Dem Stadtteil Sprecher von Reckenthal, Paul Trumm, wird gern. § 35 Abs. 2 GemO Gelegenheit zur Stellungnahme gegeben. Er trägt vor, daß in Reckenthal große Verärgerung darüber bestehe, daß zunächst von der Stadt ein Halteplatz angelegt worden sei, dieser nun aber nicht angefahren werde. Die Aussage, aus Gründen der Verkehrssicherheit sei es nicht möglich, den neuen Buswendeplatz anzufahren, sei unzutreffend. Der Busunternehmer sei bei der Ortsbegehung vor der Anlegung des Buswendeplatzes anwesend gewesen und habe damals nicht vorgetragen, ein Anfahren des Buswendeplatzes sei nicht möglich. Der Stadtteilsprecher plädiert nachhaltig dafür, in Reckenthal eine Bushaltestelle im Ortskern zu schaffen, damit den Bewohnern der weite Fußweg zu der jetzigen Haltestelle an der Gelbachstraße erspart bleibe.
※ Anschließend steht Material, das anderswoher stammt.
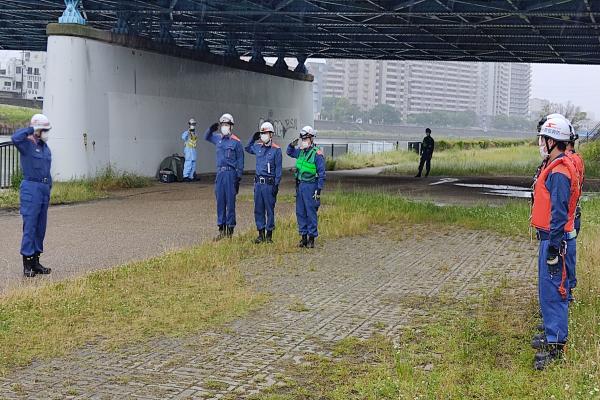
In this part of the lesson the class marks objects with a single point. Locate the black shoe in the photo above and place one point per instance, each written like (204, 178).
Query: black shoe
(303, 241)
(539, 341)
(540, 327)
(554, 351)
(221, 234)
(261, 236)
(39, 268)
(28, 263)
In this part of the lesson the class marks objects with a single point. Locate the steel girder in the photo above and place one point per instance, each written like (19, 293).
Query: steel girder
(537, 31)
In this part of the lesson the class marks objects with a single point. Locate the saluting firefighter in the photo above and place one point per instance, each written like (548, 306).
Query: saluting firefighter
(266, 181)
(230, 167)
(34, 196)
(556, 193)
(310, 179)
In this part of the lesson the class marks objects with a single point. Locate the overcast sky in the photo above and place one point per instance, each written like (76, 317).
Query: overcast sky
(559, 83)
(555, 82)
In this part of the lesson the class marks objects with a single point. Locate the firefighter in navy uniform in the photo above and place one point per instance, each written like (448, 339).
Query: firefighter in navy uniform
(36, 159)
(230, 167)
(310, 179)
(556, 192)
(266, 181)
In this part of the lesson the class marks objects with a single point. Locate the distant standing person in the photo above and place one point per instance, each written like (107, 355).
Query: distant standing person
(189, 151)
(35, 191)
(426, 153)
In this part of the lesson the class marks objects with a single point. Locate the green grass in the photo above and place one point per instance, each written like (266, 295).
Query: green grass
(478, 349)
(81, 190)
(13, 115)
(506, 159)
(472, 349)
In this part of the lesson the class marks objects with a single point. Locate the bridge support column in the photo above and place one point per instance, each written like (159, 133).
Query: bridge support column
(123, 100)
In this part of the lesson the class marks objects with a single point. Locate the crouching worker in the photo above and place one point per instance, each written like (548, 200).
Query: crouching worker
(555, 197)
(35, 191)
(310, 179)
(266, 181)
(189, 151)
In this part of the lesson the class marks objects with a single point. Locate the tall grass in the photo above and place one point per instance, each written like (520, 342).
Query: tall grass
(13, 115)
(521, 160)
(83, 189)
(481, 352)
(474, 349)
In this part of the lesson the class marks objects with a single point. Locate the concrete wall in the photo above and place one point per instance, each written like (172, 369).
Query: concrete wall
(111, 104)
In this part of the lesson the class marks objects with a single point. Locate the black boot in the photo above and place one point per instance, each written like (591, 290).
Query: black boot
(28, 263)
(303, 241)
(554, 351)
(540, 327)
(539, 341)
(261, 236)
(221, 234)
(39, 268)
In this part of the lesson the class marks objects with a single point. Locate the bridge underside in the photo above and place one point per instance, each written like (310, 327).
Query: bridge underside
(536, 31)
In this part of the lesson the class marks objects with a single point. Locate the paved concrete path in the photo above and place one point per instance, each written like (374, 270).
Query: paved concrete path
(348, 287)
(131, 225)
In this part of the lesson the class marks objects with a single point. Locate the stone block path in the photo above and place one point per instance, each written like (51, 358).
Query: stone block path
(354, 286)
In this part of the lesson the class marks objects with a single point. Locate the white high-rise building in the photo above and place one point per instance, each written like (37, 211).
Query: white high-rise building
(24, 76)
(411, 87)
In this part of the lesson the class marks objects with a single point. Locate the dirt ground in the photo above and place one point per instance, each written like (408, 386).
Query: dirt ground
(351, 287)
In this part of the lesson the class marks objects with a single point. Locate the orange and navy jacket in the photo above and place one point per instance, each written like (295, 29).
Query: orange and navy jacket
(555, 195)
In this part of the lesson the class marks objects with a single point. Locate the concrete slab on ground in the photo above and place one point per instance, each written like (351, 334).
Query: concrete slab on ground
(355, 286)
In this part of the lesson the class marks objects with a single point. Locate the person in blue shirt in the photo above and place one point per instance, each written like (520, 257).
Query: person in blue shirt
(230, 167)
(310, 179)
(189, 151)
(36, 159)
(266, 181)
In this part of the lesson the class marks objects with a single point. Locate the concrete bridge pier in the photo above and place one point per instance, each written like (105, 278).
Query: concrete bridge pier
(124, 100)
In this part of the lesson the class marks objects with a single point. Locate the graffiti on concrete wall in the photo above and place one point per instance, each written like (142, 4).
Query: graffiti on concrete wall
(282, 127)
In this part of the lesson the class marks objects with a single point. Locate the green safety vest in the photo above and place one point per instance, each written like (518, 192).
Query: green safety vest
(306, 167)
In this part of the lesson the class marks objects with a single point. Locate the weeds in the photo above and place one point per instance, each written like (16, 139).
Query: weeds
(80, 190)
(12, 115)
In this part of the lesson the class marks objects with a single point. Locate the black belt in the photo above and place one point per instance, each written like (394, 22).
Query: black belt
(264, 180)
(39, 180)
(542, 235)
(298, 181)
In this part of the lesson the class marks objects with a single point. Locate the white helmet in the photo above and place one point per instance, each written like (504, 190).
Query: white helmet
(307, 131)
(558, 129)
(267, 127)
(226, 118)
(40, 121)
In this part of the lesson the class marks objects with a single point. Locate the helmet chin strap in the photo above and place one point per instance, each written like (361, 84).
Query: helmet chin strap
(549, 149)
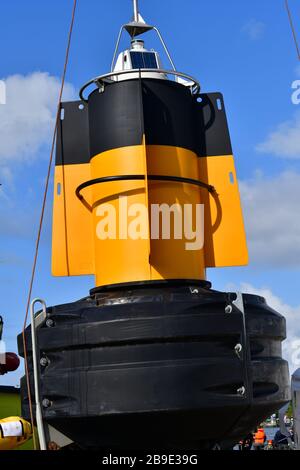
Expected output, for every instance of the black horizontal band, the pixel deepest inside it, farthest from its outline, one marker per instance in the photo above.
(174, 179)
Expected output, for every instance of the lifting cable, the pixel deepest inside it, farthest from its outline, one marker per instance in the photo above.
(42, 218)
(293, 28)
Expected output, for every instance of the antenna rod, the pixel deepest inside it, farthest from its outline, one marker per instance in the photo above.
(136, 11)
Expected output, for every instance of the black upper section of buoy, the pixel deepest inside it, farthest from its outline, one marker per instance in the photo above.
(165, 111)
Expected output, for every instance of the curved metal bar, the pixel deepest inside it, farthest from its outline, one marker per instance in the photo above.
(174, 179)
(100, 81)
(165, 48)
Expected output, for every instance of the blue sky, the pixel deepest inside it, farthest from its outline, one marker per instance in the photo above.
(243, 49)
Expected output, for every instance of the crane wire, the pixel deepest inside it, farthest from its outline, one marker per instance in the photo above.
(38, 239)
(293, 28)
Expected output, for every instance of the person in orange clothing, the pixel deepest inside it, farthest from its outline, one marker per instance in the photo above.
(14, 431)
(259, 439)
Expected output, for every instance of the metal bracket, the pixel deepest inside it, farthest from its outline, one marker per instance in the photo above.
(35, 359)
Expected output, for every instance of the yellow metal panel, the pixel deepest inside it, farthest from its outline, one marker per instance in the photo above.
(120, 260)
(225, 238)
(73, 237)
(169, 258)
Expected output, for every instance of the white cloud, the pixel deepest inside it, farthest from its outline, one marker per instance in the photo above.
(28, 117)
(291, 347)
(254, 29)
(272, 217)
(284, 141)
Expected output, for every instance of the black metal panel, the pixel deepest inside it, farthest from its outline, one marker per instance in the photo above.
(165, 110)
(160, 361)
(212, 128)
(115, 117)
(73, 134)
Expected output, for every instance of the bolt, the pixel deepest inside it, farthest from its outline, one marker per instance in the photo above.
(228, 309)
(44, 362)
(241, 391)
(50, 323)
(195, 291)
(238, 349)
(46, 403)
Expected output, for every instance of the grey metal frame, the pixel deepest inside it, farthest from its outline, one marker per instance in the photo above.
(102, 80)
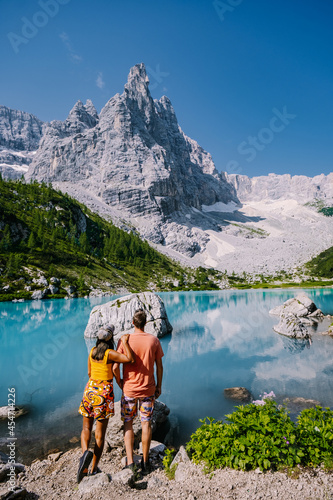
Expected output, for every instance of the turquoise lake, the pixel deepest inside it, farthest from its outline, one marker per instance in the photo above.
(220, 339)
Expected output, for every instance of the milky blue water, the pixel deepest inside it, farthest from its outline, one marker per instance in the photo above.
(220, 339)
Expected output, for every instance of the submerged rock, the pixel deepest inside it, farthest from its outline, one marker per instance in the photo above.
(120, 312)
(238, 394)
(19, 411)
(300, 306)
(298, 404)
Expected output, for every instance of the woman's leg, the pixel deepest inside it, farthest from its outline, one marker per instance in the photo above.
(86, 432)
(100, 431)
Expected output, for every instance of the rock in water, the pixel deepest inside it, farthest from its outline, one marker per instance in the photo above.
(300, 306)
(119, 312)
(291, 326)
(237, 393)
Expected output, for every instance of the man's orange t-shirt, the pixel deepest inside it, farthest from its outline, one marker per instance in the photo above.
(139, 381)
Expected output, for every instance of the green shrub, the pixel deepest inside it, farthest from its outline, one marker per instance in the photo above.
(264, 436)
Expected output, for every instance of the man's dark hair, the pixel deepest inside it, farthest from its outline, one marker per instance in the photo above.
(101, 347)
(139, 319)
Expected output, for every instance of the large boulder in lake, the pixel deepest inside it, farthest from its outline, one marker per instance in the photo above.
(291, 326)
(300, 306)
(119, 312)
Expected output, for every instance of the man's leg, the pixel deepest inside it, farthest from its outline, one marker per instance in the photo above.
(100, 431)
(146, 414)
(86, 432)
(146, 439)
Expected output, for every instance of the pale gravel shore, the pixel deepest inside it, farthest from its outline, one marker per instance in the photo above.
(57, 480)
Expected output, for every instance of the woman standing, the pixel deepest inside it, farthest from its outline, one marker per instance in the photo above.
(98, 399)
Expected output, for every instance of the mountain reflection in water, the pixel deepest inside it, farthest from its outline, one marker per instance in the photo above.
(220, 339)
Für die CDU-Fraktion spricht sich Ratsmitglied Dr. Hütte ebenfalls dafür aus, die Verlegung der Bushaltestelle in den Ortskern durchzusetzen.
Er weist darauf hin, daß die CDU-Fraktion für den Bau des Buswendeplatzes gewesen sei. Selbstverständlich sei man dabei davon ausgegangen, daß dieser Wendeplatz anzufahren sei.
Der Stadtrat beschließt mit 25 Ja-Stimmen:
Die Kreisverwaltung des Westerwaldkreises soll gebeten werden, den Schulbusverkehr für die Bürger des Stadtteiles Reckenthal zu öffnen. Die Bezirksregierung Koblenz wird gebeten, die amtliche Bushaltestelle vom jetzigen Standort an der Gelbachstraße in den Stadtteil Reckenthal zu verlegen.